EvalCards: A Framework for Standardized Evaluation Reporting
Ruchira Dhar, Danae Sanchez Villegas, Antonia Karamolegkou, Alice Schiavone, Yifei Yuan, Xinyi Chen, Jiaang Li, Stella Frank, Laura De Grazia, Monorama Swain, Stephanie Brandl, Daniel Hershcovich, Anders Søgaard, Desmond Elliott
TL;DR
The paper identifies three crises in NLP evaluation reporting—reproducibility, accessibility, and governance—and argues that existing standards fail to center evaluation. It introduces Evaluation Disclosure Cards (EvalCards) as a lightweight, evaluation-focused reporting format with design principles (easy to write, easy to understand, hard to miss) and concrete content requirements (modalities, languages, capabilities, safety, developer notes). Through case studies, it demonstrates how EvalCards can improve reproducibility and visibility while supporting governance and regulatory needs, and discusses implementation details such as release pipelines and display locations. The authors discuss alternative views and outline future directions, including linking EvalCards to benchmarks and integrating them into regulatory frameworks to promote responsible AI deployment.
Abstract
Evaluation has long been a central concern in NLP, and transparent reporting practices are more critical than ever in today's landscape of rapidly released open-access models.
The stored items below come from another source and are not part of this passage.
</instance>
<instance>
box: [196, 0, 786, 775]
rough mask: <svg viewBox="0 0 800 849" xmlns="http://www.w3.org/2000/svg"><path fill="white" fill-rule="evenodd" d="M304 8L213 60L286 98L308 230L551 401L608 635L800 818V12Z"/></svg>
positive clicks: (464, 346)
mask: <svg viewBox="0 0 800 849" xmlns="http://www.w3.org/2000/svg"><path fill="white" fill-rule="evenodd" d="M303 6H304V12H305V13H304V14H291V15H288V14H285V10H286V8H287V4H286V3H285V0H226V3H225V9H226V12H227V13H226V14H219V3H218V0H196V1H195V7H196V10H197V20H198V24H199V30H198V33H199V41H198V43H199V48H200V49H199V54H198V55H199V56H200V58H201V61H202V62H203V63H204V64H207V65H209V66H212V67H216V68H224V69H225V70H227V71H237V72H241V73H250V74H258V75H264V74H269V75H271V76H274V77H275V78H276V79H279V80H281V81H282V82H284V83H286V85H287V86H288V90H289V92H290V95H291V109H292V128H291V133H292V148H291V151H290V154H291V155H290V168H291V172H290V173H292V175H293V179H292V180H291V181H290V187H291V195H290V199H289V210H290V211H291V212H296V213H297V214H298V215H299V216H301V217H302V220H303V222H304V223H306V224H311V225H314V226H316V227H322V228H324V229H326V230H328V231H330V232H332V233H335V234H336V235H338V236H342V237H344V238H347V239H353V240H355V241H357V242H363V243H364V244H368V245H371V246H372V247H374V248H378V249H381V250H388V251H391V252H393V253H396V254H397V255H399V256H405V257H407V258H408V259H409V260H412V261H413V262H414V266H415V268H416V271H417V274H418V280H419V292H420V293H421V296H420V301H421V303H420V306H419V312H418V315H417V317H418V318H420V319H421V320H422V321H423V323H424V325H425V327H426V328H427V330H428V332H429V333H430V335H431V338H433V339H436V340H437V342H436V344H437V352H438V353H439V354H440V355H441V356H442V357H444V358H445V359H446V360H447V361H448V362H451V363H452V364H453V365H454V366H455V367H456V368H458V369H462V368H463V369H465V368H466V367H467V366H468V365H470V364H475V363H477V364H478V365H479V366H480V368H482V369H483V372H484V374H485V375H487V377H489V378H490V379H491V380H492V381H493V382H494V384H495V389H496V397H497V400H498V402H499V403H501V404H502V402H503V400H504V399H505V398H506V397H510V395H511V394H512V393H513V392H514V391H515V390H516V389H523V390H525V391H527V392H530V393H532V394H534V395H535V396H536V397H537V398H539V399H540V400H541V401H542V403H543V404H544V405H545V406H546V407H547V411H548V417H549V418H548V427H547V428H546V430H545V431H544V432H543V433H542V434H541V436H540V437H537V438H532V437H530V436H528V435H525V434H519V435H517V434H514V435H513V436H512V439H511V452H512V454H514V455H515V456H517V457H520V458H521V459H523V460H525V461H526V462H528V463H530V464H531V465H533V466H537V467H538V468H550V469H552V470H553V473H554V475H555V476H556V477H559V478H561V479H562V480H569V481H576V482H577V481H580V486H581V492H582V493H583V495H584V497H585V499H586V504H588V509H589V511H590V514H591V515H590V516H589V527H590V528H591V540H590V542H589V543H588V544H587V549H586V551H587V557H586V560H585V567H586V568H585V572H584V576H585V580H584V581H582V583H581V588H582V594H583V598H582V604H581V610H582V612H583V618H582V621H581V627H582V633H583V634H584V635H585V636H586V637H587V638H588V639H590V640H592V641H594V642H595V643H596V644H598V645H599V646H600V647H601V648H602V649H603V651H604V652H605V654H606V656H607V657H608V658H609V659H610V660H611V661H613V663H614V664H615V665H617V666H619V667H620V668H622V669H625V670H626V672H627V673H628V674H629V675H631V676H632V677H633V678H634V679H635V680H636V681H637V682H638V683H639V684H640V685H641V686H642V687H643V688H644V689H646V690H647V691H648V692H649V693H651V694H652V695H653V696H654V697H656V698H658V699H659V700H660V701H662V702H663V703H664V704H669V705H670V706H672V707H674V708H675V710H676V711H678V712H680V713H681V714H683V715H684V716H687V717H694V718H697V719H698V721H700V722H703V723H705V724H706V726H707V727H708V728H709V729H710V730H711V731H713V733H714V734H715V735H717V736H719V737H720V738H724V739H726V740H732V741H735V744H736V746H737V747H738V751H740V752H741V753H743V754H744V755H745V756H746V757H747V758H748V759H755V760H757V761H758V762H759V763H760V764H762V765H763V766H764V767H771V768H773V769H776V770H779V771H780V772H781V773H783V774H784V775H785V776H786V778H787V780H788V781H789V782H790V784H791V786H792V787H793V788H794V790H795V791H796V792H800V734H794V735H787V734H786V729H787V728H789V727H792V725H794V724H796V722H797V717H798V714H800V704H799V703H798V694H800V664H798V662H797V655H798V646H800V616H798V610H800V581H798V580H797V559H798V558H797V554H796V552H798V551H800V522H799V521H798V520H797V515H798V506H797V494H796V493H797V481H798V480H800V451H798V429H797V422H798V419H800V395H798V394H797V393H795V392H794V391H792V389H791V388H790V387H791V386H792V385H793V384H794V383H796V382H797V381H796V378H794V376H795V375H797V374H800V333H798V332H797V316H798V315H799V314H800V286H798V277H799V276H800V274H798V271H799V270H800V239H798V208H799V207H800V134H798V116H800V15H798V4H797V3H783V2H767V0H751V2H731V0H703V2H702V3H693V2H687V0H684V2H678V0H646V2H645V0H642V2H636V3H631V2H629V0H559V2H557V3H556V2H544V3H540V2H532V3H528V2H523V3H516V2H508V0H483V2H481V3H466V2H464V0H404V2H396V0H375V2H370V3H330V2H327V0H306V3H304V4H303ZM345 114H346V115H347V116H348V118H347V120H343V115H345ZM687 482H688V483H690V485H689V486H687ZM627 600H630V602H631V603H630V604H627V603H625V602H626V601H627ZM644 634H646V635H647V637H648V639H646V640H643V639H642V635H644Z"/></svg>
Drawing on a survey of recent work on evaluation and documentation, we identify three persistent shortcomings in current reporting practices: reproducibility, accessibility, and governance. We argue that existing standardization efforts remain insufficient and introduce Evaluation Disclosure Cards (EvalCards) as a path forward. EvalCards are designed to enhance transparency for both researchers and practitioners while providing a practical foundation to meet emerging governance requirements.